Peu de temps après, la folie des start-ups Internet est arrivée en France. Que s’est-il passé pour vous ?

Les valorisations des start-ups ont vite explosé en France. En 1998, trois étudiants que je connaissais m’ont demandé s’ils pouvaient utiliser la nuit notre bande passante pour essayer de mettre des choses en ligne. Ces petits génies de l’informatique ont développé pour nous Citéweb, un des premiers sites d’hébergement de pages gratuites. Très vite, leur site a eu un énorme succès. Comme ce site ne nous rapportait rien et mangeait toute notre bande passante, j’avais envie de le revendre. Un investisseur américain est arrivé et nous a fait une offre de 15 millions de francs pour le racheter. Nous nous sommes rendu compte avec mes associés que, si un petit site qui ne rapportait rien pouvait valoir 15 millions, nos sites Promovacances et SeLoger, qui étaient déjà rentables, devaient valoir 100 fois plus.

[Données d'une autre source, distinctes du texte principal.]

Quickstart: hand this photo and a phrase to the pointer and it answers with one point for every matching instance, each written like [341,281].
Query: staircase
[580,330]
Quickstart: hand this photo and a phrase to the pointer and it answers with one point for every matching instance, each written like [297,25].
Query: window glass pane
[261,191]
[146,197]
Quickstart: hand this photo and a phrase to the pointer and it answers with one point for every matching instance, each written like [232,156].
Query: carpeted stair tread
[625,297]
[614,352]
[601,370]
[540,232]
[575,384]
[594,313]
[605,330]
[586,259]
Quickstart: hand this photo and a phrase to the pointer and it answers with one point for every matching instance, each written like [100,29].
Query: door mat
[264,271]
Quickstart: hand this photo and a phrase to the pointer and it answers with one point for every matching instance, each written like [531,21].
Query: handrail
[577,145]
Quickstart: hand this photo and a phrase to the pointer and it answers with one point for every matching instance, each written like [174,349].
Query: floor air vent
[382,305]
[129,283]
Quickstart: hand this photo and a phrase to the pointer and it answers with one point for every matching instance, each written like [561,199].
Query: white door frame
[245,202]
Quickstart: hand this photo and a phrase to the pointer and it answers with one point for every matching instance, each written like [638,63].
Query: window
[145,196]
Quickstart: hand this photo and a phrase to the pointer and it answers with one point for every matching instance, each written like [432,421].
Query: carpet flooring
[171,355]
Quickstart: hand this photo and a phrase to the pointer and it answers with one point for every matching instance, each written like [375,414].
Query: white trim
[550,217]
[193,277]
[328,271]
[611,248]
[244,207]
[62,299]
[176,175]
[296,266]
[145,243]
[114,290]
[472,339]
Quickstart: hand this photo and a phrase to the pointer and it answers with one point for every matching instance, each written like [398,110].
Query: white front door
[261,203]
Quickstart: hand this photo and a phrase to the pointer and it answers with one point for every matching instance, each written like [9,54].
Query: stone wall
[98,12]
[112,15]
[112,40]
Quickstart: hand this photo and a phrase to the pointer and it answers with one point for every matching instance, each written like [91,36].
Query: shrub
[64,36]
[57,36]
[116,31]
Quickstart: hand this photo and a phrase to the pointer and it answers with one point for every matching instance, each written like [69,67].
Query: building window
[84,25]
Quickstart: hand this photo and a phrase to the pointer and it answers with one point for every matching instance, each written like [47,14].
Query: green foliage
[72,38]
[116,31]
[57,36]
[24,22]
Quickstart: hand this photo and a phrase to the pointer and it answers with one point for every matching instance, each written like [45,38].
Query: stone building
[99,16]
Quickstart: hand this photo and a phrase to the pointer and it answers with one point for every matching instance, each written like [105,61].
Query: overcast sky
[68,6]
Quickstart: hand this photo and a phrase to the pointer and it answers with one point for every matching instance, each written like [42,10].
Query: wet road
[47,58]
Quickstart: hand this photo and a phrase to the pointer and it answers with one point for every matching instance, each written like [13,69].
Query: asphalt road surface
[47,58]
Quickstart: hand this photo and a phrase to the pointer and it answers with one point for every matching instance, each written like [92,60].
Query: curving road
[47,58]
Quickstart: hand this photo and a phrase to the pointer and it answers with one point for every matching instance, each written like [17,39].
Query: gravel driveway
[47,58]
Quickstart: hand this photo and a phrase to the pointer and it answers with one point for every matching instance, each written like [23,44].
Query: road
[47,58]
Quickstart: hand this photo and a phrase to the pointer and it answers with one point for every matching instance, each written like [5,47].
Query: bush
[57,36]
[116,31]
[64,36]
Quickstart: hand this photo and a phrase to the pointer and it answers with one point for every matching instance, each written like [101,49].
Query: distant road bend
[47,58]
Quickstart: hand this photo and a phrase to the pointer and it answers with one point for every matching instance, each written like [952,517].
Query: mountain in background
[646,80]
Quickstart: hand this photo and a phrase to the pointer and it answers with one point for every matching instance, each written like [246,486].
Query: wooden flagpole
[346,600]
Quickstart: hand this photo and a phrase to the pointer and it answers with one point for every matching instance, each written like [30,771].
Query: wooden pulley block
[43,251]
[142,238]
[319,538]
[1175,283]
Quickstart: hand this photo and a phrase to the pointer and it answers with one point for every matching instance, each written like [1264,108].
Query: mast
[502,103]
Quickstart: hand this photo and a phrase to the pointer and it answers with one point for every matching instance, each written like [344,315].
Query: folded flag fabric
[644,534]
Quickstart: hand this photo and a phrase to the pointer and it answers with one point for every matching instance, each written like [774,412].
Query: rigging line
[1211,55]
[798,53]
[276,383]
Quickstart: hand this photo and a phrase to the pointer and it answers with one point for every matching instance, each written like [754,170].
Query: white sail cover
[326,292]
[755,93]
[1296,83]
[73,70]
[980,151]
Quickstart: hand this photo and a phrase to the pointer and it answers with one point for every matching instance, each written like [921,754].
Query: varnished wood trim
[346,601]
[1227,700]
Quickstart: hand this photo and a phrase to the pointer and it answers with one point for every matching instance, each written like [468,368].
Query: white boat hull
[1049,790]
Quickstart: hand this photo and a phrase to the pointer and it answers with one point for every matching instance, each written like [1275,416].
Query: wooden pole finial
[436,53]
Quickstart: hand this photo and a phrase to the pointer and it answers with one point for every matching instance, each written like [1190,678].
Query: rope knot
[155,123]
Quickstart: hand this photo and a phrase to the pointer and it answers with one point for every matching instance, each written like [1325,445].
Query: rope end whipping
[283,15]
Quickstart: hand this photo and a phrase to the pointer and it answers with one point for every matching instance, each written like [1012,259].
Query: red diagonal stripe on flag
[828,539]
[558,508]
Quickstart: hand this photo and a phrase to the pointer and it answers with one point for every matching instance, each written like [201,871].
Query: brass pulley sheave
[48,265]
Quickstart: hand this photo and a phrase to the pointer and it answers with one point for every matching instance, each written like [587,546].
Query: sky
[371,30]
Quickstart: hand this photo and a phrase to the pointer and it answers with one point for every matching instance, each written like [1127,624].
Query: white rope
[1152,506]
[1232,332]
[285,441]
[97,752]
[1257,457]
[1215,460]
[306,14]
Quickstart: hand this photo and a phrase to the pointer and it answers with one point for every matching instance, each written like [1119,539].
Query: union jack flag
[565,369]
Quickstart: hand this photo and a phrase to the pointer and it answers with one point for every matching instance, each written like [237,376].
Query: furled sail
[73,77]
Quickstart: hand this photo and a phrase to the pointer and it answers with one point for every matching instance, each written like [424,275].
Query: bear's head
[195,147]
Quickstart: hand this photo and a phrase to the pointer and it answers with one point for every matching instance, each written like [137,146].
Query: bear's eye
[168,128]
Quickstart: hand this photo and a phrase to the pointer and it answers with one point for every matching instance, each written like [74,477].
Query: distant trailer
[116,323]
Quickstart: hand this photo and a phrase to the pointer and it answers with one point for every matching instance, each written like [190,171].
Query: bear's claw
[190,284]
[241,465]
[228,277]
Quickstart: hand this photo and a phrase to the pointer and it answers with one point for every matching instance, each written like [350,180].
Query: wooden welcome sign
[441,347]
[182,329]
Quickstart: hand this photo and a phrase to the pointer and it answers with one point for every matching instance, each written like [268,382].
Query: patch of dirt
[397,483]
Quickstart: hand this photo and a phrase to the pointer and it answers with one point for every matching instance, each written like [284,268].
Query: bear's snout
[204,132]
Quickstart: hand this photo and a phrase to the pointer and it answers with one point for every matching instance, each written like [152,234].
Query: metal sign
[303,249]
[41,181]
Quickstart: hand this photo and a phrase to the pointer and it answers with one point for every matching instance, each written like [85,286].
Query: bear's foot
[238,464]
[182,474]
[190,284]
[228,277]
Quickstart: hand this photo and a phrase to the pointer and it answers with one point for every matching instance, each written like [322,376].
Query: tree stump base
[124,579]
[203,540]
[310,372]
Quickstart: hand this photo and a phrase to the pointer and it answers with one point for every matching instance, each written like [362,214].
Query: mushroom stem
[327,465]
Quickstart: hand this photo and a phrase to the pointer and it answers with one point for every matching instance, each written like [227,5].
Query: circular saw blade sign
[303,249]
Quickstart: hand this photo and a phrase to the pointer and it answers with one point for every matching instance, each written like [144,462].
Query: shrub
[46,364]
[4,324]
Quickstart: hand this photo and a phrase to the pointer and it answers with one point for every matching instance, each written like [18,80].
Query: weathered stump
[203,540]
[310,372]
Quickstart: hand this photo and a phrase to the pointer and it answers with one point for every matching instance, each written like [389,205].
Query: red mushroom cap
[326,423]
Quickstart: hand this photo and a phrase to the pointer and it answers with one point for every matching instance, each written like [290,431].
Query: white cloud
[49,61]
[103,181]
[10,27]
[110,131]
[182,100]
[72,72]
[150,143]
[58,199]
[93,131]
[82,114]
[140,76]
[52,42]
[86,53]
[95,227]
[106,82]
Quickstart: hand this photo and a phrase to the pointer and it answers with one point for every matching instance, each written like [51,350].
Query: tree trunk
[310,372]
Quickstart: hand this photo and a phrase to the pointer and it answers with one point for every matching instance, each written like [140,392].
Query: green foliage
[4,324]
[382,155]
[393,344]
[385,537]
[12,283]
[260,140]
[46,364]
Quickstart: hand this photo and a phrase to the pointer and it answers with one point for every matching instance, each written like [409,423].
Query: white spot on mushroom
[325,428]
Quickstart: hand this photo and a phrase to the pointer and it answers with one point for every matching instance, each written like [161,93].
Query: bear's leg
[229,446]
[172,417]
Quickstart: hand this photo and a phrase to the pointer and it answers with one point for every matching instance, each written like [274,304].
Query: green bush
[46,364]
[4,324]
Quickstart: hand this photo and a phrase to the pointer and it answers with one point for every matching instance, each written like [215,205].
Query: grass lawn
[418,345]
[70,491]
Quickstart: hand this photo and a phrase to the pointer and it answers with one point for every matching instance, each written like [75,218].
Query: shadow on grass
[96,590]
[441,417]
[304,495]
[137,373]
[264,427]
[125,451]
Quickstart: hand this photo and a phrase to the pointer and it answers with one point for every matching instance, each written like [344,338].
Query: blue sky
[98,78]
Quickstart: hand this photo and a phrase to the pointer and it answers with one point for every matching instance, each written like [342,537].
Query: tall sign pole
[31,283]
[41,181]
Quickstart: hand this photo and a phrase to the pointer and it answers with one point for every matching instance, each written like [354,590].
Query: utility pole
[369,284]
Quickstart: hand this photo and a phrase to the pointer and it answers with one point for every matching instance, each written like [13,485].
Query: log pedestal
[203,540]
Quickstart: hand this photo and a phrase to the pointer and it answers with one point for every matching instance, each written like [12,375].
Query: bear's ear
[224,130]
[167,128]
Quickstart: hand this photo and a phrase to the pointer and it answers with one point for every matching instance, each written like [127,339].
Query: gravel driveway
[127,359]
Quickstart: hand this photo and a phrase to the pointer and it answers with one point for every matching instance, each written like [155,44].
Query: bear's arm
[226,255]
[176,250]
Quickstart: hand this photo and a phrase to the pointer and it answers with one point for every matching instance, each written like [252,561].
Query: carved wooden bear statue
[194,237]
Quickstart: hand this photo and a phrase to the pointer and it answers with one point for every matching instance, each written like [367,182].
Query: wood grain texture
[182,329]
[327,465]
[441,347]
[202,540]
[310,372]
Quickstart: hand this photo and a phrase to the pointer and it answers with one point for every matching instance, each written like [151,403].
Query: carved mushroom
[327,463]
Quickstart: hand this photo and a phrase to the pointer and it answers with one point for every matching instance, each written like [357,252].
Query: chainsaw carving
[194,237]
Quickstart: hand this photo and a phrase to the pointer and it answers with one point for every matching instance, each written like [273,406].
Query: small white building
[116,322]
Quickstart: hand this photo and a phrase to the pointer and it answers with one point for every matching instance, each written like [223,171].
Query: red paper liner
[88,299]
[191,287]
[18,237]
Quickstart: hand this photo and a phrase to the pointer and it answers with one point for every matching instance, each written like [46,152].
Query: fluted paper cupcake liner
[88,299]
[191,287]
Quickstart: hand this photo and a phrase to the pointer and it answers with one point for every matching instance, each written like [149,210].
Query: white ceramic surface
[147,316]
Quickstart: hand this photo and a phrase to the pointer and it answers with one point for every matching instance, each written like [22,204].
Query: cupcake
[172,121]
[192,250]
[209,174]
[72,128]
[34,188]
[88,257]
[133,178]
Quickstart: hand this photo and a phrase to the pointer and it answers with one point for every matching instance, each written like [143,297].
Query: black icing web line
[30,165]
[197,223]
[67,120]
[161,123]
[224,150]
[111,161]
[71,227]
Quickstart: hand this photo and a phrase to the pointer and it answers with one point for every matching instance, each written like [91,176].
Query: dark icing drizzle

Et vous avez réussi à toucher le gros lot ?

Je suis allé voir des importants acteurs du tourisme pour leur présenter Promovacances. Dès le premier rendez-vous, on me proposait un chèque de 50 millions de francs ! Flairant ainsi l’énorme potentiel de nos deux sites, nous avons finalement décidé de ne pas les vendre, mais plutôt de passer la seconde vitesse et de lever des fonds. En 2000, j’ai rencontré des ventures capitalists qui ont tout de suite valorisé l’entreprise à 500 millions de francs ! Ils nous ont dit qu’un an plus tard, elle vaudrait même plus d’un milliard ! Nous avons donc cédé 20 % du capital en levant 100 millions. Nous avons également négocié que la moitié serait pour nous, les associés. C’était l’euphorie ! Nous avons donc restructuré l’entreprise pour faire de l’hyper-croissance. Pour Promovacances nous avons commencé l’année à 35 salariés pour la terminer à 180.

Mais cette période d’euphorie s’est vite assombrie ?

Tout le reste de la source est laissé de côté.